I’m not big on alphabet soup. But, in valuing non-public companies and advising their owners, there are three designations that really matter: Certified Public Accountant (CPA), Chartered Financial Analyst (CFA), and Accredited Senior Appraiser (ASA) in business valuation. These are not designations for the sake of designations. Each covers a body of knowledge that differs in major ways from the bodies of the other two designations; there is almost no overlap between any of them. At this writing, only 44 professionals have all three:

The CPA is all about accounting and, especially, what’s called ‘GAAP’ (Generally Accepted Accounting Principles). This is essential because the accounting in small-and-medium-sized enterprises (SMEs) can be quite shoddy. Anyone who values such ventures should know a lot about the nitty-gritty of accounting. The CPA credential is also one of the world’s great brands. So, the brand and the nitty-gritty accounting knowledge required to pass the four tests that becoming a CPA requires are why I became a CPA.

The CFA designation focuses primarily on the techniques and nuances involved in the financial analysis and valuation of public enterprises. These ‘buy-side’ analysts work for banks, pension funds, mutual funds, etc., that invest in public companies around the world. Most sell-side analysts work for private-equity funds and other institutions that own or have sizable stakes in non-public ventures. One can also encounter the CFA designation after the names of those who manage investment funds. Although the CFA is not nearly as well-known as the CPA designation, it is a demanding regimen. I know many CPAs who tried to obtain the CFA credential, but couldn’t get through the three all-day tests the latter requires.

Finally, there is the Accredited Senior Appraiser (in business valuation) designation. The ASA focuses on the valuation of non-public companies. These valuations require the analyst to consider public-companies that might be good ‘proxies’ for the non-public company the analyst is valuing.
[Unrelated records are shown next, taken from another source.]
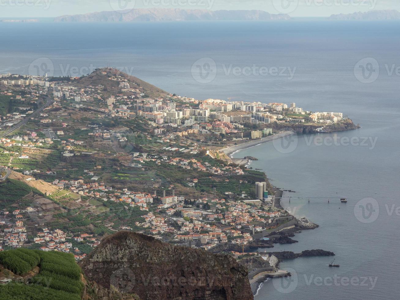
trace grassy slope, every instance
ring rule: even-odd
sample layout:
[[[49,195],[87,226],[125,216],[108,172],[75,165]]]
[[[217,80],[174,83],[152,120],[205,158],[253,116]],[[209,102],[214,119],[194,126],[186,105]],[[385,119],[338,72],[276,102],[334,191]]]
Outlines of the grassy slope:
[[[136,84],[138,86],[141,87],[142,88],[136,85],[132,86],[131,87],[138,88],[141,91],[150,97],[158,97],[165,96],[168,94],[165,91],[163,90],[148,82],[143,81],[137,77],[131,76],[126,73],[120,72],[118,70],[115,70],[111,71],[107,69],[100,69],[98,71],[94,72],[88,76],[80,79],[78,84],[84,87],[89,85],[96,86],[99,84],[101,84],[107,88],[109,91],[118,90],[118,86],[119,85],[119,82],[110,80],[108,79],[107,75],[103,75],[102,74],[102,71],[107,72],[109,74],[112,73],[119,75],[127,79],[130,82]]]
[[[0,262],[21,274],[38,266],[40,272],[26,284],[13,281],[0,286],[0,299],[79,300],[83,284],[80,268],[72,254],[19,249],[0,254]],[[10,278],[9,275],[8,277]]]
[[[10,96],[0,95],[0,115],[5,116],[9,112]]]

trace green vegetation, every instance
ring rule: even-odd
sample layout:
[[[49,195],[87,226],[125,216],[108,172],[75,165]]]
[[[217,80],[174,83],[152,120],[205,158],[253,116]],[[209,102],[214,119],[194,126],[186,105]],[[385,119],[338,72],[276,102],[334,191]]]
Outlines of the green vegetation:
[[[5,116],[12,112],[13,106],[11,96],[0,95],[0,115]]]
[[[29,284],[12,282],[0,286],[0,299],[79,300],[83,284],[80,268],[71,254],[19,249],[0,253],[0,261],[14,273],[26,273],[38,266],[40,272]],[[11,265],[8,262],[11,261]],[[14,271],[18,271],[18,272]]]
[[[26,249],[17,249],[0,252],[0,262],[17,275],[27,273],[40,261],[39,256]]]
[[[36,188],[18,180],[7,179],[0,182],[0,209],[8,208],[31,192],[42,194]],[[29,202],[29,200],[27,201]]]

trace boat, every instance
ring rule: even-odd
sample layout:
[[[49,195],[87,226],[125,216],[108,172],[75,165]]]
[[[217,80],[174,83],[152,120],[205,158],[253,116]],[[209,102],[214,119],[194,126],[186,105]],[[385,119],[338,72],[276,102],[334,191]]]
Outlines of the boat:
[[[339,265],[338,265],[338,264],[334,264],[333,262],[334,261],[335,261],[335,260],[334,260],[334,259],[333,260],[332,260],[332,261],[331,261],[330,262],[330,263],[329,264],[329,266],[330,267],[339,267],[339,266],[340,266]]]

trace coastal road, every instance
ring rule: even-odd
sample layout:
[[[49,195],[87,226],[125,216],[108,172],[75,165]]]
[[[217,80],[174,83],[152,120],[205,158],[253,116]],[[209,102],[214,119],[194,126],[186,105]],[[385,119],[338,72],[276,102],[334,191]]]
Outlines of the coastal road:
[[[43,98],[45,100],[46,100],[46,103],[44,105],[42,106],[41,107],[37,109],[32,114],[31,114],[30,116],[26,118],[23,120],[21,121],[20,122],[18,123],[16,125],[14,126],[12,128],[8,130],[6,132],[3,134],[2,134],[0,135],[0,138],[4,138],[5,136],[7,136],[9,134],[11,134],[13,132],[14,132],[17,129],[19,128],[22,125],[26,124],[28,121],[31,118],[33,118],[38,114],[40,112],[43,111],[50,104],[52,104],[54,102],[54,100],[50,98],[50,97],[47,96],[43,96]]]
[[[248,148],[249,147],[252,147],[252,146],[255,146],[262,143],[266,143],[267,142],[270,142],[271,141],[274,140],[277,140],[279,138],[284,138],[285,136],[288,136],[294,134],[294,132],[292,131],[284,131],[283,132],[277,133],[273,136],[267,136],[266,137],[263,138],[262,138],[257,140],[252,140],[249,142],[246,142],[244,143],[239,144],[238,145],[232,145],[220,150],[220,152],[223,152],[225,154],[230,157],[232,154],[238,150],[245,149],[246,148]]]

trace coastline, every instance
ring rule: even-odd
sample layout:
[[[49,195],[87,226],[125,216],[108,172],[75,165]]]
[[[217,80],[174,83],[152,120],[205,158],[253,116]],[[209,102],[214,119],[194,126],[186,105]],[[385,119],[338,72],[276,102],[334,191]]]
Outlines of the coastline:
[[[254,140],[248,142],[246,142],[239,145],[233,145],[229,147],[220,150],[220,152],[224,152],[226,155],[232,158],[232,155],[238,151],[244,149],[247,149],[251,147],[254,147],[258,145],[259,145],[263,143],[266,143],[267,142],[270,142],[275,140],[278,140],[279,138],[284,138],[286,136],[288,136],[292,134],[294,134],[295,132],[293,131],[284,131],[280,133],[277,133],[272,136],[267,136],[265,138],[262,138],[259,140]]]
[[[240,165],[245,166],[247,167],[250,164],[250,163],[252,161],[251,160],[248,159],[246,158],[233,158],[232,157],[234,153],[242,149],[247,149],[252,147],[254,147],[254,146],[260,145],[260,144],[263,144],[264,143],[271,142],[272,141],[282,138],[284,138],[286,136],[288,136],[294,134],[295,134],[295,132],[294,132],[293,131],[284,131],[282,132],[276,134],[273,136],[263,138],[259,140],[251,140],[247,142],[245,142],[244,143],[243,143],[239,145],[235,145],[230,146],[226,148],[221,149],[220,150],[220,152],[224,153],[232,160],[233,162]],[[276,199],[275,202],[275,206],[278,208],[283,209],[283,208],[281,204],[281,200],[282,200],[282,198],[283,196],[283,190],[281,189],[281,188],[280,188],[276,186],[274,186],[273,188]],[[293,216],[295,219],[296,219],[296,217],[294,216]],[[301,228],[301,229],[313,229],[315,228],[318,227],[318,225],[315,224],[313,224],[313,225],[314,225],[314,226],[313,226],[312,228]],[[284,271],[282,271],[282,272]],[[250,287],[252,289],[252,292],[253,293],[253,296],[257,296],[264,284],[268,280],[270,280],[272,278],[276,277],[279,277],[288,276],[287,274],[286,275],[280,274],[278,276],[271,276],[269,273],[269,272],[264,272],[260,274],[261,276],[258,276],[256,278],[253,278],[252,280],[250,281]],[[288,276],[290,276],[290,273]]]

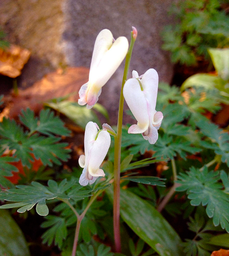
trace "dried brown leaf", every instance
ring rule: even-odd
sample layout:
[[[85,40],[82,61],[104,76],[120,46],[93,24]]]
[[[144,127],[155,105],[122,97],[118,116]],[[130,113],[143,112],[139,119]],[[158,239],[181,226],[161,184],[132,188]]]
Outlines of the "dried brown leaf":
[[[89,75],[89,69],[84,67],[69,67],[47,74],[32,87],[19,89],[18,96],[4,98],[6,106],[9,106],[8,117],[15,118],[27,108],[37,113],[44,102],[55,98],[69,96],[69,100],[77,101],[79,90],[88,80]]]
[[[12,78],[20,75],[30,53],[29,50],[13,44],[4,50],[0,48],[0,74]]]

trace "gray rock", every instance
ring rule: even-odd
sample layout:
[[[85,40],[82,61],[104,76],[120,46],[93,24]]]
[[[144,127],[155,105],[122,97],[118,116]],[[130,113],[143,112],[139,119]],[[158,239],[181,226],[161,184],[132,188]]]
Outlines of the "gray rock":
[[[25,88],[58,67],[89,67],[94,41],[107,28],[114,38],[126,36],[131,26],[138,36],[128,77],[135,69],[141,74],[153,68],[159,80],[170,82],[173,65],[162,51],[160,33],[172,22],[167,11],[177,0],[1,0],[0,26],[10,42],[27,48],[32,57],[18,80]],[[116,121],[123,63],[103,88],[99,102]]]

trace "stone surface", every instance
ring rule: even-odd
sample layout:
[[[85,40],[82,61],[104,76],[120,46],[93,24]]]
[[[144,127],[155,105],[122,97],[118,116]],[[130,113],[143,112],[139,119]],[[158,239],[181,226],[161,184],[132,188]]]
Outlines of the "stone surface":
[[[94,44],[102,29],[114,38],[126,36],[131,27],[138,36],[130,66],[141,74],[150,68],[159,80],[170,82],[173,65],[162,51],[160,32],[172,22],[167,11],[177,0],[1,0],[0,26],[11,43],[31,51],[32,56],[18,80],[25,88],[58,67],[89,67]],[[124,62],[103,89],[99,102],[116,121]]]

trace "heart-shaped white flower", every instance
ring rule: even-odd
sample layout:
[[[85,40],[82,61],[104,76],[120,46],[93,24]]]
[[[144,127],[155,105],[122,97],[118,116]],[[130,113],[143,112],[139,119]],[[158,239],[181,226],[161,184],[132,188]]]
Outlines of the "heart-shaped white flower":
[[[138,123],[131,125],[128,133],[142,133],[145,140],[154,144],[163,119],[162,112],[155,110],[158,75],[155,69],[150,68],[140,77],[133,70],[132,75],[133,78],[124,85],[123,96]]]
[[[114,73],[126,55],[129,44],[126,38],[119,37],[113,43],[108,29],[99,34],[94,44],[88,82],[79,92],[79,105],[91,108],[97,102],[101,88]]]
[[[84,134],[84,155],[79,159],[79,164],[84,168],[79,178],[79,184],[86,186],[92,184],[99,176],[105,176],[99,168],[111,145],[111,137],[106,129],[99,131],[97,124],[89,122],[86,125]]]

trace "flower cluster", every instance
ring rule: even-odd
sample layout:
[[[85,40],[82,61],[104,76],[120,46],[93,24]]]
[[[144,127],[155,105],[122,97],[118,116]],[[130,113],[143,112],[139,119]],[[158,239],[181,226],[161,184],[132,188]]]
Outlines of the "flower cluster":
[[[133,27],[133,37],[136,39],[136,29]],[[128,50],[125,37],[120,37],[113,42],[113,37],[108,29],[102,30],[95,43],[88,82],[82,85],[79,94],[80,105],[87,104],[91,108],[97,102],[101,88],[106,83],[122,61]],[[131,125],[129,133],[141,133],[145,140],[154,144],[158,138],[158,130],[163,118],[160,111],[155,110],[158,87],[158,75],[153,68],[139,76],[136,71],[133,78],[127,80],[123,87],[123,96],[137,121]],[[110,134],[115,133],[110,126],[104,124],[100,130],[98,125],[89,122],[85,129],[85,155],[79,157],[79,163],[83,168],[79,183],[92,184],[99,176],[105,174],[100,166],[105,158],[111,143]],[[108,132],[109,131],[109,132]]]

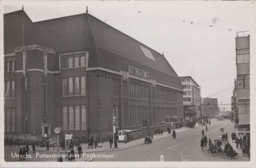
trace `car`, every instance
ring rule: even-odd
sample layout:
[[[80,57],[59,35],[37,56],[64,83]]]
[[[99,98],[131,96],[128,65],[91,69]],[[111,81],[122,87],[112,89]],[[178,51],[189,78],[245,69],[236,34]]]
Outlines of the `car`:
[[[151,136],[146,136],[145,137],[145,144],[151,144],[152,142]]]

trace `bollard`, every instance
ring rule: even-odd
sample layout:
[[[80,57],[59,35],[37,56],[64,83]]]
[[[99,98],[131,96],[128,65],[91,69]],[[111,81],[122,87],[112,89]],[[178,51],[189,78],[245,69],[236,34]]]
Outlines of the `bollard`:
[[[160,155],[160,162],[164,162],[164,155]]]

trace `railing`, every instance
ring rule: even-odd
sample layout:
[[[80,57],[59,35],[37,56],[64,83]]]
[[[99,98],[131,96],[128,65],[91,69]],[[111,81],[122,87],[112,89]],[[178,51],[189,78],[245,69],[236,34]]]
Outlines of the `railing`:
[[[238,31],[236,33],[237,37],[243,37],[243,36],[249,36],[250,31]]]

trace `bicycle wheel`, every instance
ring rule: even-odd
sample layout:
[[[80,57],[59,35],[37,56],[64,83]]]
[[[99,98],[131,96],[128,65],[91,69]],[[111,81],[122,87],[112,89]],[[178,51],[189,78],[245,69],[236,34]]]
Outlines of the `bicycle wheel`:
[[[204,153],[205,155],[209,155],[210,153],[210,151],[209,151],[209,149],[204,149]]]
[[[224,158],[224,153],[220,153],[220,154],[219,154],[219,157],[220,157],[220,158]]]
[[[239,155],[237,153],[236,153],[236,155],[234,157],[234,158],[239,158]]]

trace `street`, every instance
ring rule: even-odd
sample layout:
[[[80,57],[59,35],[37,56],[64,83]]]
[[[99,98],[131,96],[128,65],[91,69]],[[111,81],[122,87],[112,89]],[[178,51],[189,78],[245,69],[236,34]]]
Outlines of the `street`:
[[[234,132],[233,124],[230,120],[218,121],[211,119],[211,125],[208,125],[207,138],[212,141],[218,138],[221,134],[220,129],[223,128],[225,133],[228,132],[230,137]],[[201,131],[205,126],[199,126],[177,135],[175,139],[170,135],[166,138],[154,141],[152,144],[147,144],[128,149],[109,152],[113,154],[113,158],[95,158],[95,161],[159,161],[160,156],[164,156],[164,161],[248,161],[248,158],[239,156],[236,160],[223,159],[219,157],[205,155],[201,151],[200,142]],[[228,138],[229,138],[228,137]],[[232,143],[232,142],[230,142]],[[234,148],[235,150],[236,149]]]
[[[210,138],[212,141],[218,138],[220,128],[225,129],[224,133],[227,132],[228,138],[234,132],[233,123],[230,120],[218,121],[216,119],[211,119],[211,125],[207,125],[208,132],[206,132],[207,139]],[[163,155],[164,161],[167,162],[182,162],[182,161],[218,161],[218,162],[243,162],[248,161],[240,155],[237,159],[231,160],[229,158],[223,159],[218,156],[211,155],[205,155],[201,150],[200,142],[201,139],[202,129],[205,129],[205,126],[200,126],[197,128],[191,128],[177,134],[176,139],[173,139],[172,135],[159,139],[153,141],[152,144],[145,144],[138,146],[134,146],[128,149],[119,151],[110,151],[104,152],[86,152],[84,151],[84,155],[81,158],[77,158],[76,162],[84,162],[93,158],[94,162],[147,162],[160,161],[160,157]],[[160,135],[159,135],[160,136]],[[230,141],[232,144],[232,141]],[[236,151],[237,149],[234,148]],[[19,148],[5,148],[6,161],[19,162],[19,158],[12,157],[12,153],[19,152]],[[46,156],[52,155],[52,151],[36,151],[36,153],[47,154]],[[40,158],[36,157],[36,154],[30,153],[32,157],[26,158],[26,160],[20,162],[56,162],[56,158]],[[94,156],[93,156],[94,155]],[[98,157],[97,155],[101,156],[108,155],[108,157]],[[89,156],[89,157],[88,157]],[[96,157],[95,157],[96,156]],[[113,156],[113,157],[110,157]]]

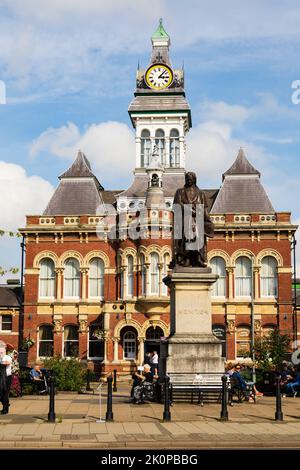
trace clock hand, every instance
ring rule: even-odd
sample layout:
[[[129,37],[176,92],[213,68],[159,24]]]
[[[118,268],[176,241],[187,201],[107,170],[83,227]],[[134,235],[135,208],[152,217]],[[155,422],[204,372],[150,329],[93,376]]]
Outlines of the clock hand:
[[[160,74],[160,76],[157,77],[157,78],[165,78],[165,77],[164,77],[165,73],[166,73],[166,71],[164,70],[164,71]]]

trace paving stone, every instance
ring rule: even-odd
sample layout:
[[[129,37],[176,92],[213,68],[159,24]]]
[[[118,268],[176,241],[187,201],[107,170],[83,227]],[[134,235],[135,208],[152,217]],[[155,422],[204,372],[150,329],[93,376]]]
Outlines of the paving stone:
[[[96,434],[98,442],[113,442],[116,441],[116,437],[112,434]]]
[[[53,434],[71,434],[72,423],[58,423],[55,424]]]
[[[90,432],[93,434],[107,434],[106,423],[90,423]]]
[[[39,428],[40,424],[22,424],[21,428],[16,432],[16,434],[20,435],[29,435],[29,434],[35,434]]]
[[[155,423],[139,423],[139,425],[144,434],[149,434],[149,435],[161,434],[161,431],[158,429]]]
[[[188,432],[186,430],[184,430],[182,427],[180,427],[176,423],[161,423],[161,426],[173,435],[188,434]]]
[[[142,428],[138,423],[123,423],[125,432],[127,434],[144,434]]]
[[[90,427],[88,423],[73,424],[72,434],[89,434]]]
[[[106,423],[106,427],[109,434],[126,434],[121,423]]]

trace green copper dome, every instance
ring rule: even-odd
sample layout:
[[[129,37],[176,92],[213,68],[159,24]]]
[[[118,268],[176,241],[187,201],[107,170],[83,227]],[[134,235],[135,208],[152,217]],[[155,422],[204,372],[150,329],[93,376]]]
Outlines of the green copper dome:
[[[159,25],[158,25],[156,31],[154,31],[154,33],[151,36],[151,39],[158,39],[158,38],[168,38],[169,39],[169,35],[166,32],[165,28],[163,27],[162,18],[160,18]]]

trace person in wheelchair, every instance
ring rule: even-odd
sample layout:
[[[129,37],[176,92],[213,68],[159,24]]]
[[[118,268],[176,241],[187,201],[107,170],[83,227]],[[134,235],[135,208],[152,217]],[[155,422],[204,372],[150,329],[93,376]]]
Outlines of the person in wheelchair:
[[[136,372],[134,376],[137,385],[133,388],[133,402],[139,405],[140,403],[145,403],[144,400],[152,400],[154,398],[154,387],[151,366],[145,364],[143,373],[139,374]]]

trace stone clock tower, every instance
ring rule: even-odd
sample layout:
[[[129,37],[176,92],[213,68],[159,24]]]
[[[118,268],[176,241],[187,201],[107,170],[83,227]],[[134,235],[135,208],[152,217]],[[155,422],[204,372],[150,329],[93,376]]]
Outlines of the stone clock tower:
[[[132,186],[118,197],[120,210],[143,206],[148,187],[147,168],[154,152],[164,170],[166,207],[171,207],[176,188],[184,182],[185,137],[192,125],[184,91],[184,70],[172,67],[170,37],[162,20],[151,42],[150,62],[147,68],[137,70],[134,99],[128,109],[136,131],[135,178]]]

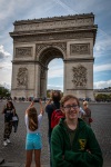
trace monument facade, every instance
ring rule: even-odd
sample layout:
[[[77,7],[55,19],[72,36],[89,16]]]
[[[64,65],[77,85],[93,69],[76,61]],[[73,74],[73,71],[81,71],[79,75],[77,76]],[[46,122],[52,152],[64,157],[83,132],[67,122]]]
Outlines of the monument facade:
[[[20,20],[13,26],[12,98],[47,96],[48,65],[61,58],[63,94],[93,99],[93,13]]]

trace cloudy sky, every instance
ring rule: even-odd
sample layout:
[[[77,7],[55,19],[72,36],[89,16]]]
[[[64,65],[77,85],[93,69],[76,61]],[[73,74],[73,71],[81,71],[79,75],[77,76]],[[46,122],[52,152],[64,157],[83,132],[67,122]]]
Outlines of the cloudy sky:
[[[111,0],[0,0],[0,84],[11,86],[13,31],[16,20],[93,12],[98,24],[94,45],[94,88],[111,87]],[[58,65],[58,66],[54,66]],[[58,81],[57,81],[58,80]],[[48,88],[62,90],[63,61],[49,63]]]

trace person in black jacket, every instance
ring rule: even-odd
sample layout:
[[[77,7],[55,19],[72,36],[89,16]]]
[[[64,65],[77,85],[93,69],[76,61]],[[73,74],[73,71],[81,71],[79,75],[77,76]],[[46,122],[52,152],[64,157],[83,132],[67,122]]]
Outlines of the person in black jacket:
[[[50,100],[46,104],[46,112],[48,114],[48,121],[49,121],[49,129],[48,129],[48,137],[49,137],[49,147],[51,141],[51,116],[54,109],[60,109],[60,100],[61,100],[61,94],[59,90],[54,90],[51,92]],[[51,151],[51,150],[50,150]],[[51,166],[51,161],[50,161]]]
[[[12,101],[8,101],[4,106],[2,114],[4,114],[4,132],[3,132],[3,145],[7,146],[10,143],[10,135],[12,131],[12,117],[16,115],[16,108]]]

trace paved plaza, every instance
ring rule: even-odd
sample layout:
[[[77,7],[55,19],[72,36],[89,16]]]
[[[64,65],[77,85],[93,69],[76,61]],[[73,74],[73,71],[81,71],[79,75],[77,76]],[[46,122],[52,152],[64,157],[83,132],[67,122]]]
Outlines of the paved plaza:
[[[6,101],[0,102],[0,112]],[[12,167],[24,167],[26,161],[26,126],[24,126],[24,110],[29,106],[29,102],[13,102],[19,115],[18,131],[11,134],[11,144],[7,147],[2,145],[3,136],[3,115],[0,115],[0,158],[4,159],[4,164],[10,164]],[[38,102],[36,107],[39,110]],[[103,153],[104,165],[103,167],[111,167],[111,104],[90,104],[89,107],[92,110],[92,129],[99,140]],[[48,146],[48,119],[44,114],[41,132],[42,132],[42,154],[41,164],[42,167],[49,167],[49,146]],[[0,165],[3,166],[3,165]],[[34,166],[32,166],[34,167]]]

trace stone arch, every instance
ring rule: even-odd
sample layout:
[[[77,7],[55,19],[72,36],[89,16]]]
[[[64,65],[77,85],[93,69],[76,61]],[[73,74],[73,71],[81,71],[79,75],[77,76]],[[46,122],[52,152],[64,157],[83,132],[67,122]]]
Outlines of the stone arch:
[[[54,58],[63,59],[63,51],[59,47],[44,47],[39,52],[39,62],[40,62],[40,96],[46,95],[47,88],[47,76],[48,76],[48,65]]]
[[[39,52],[39,61],[48,66],[48,63],[54,58],[64,59],[64,52],[59,47],[46,47]]]
[[[93,46],[98,29],[93,13],[20,20],[13,24],[12,98],[46,96],[48,63],[62,58],[63,94],[93,99]],[[26,67],[28,81],[22,85],[18,73]]]

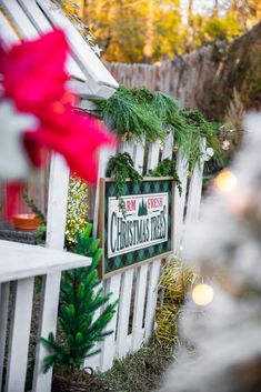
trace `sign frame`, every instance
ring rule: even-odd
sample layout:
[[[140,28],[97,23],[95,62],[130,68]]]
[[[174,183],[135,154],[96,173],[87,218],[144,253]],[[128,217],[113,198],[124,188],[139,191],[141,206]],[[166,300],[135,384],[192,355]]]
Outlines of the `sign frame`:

These valuations also require the analyst to define what constitutes ‘sufficient similarity’ in the context of a public-company being a proxy for a private one. In addition, because the overwhelming majority of public companies are far larger than the typical private, the analyst must be able to create ‘size-adjusted valuation multiples’ that, in essence, transform the valuation multiples for a $5 billion public company into one that looks like a $5 million private one. This is difficult, demanding work. Anyone who thinks otherwise is either far smarter than the typical private-equity analyst or has never valued a non-public company using public-company comparables or doesn’t know what s/he is talking about.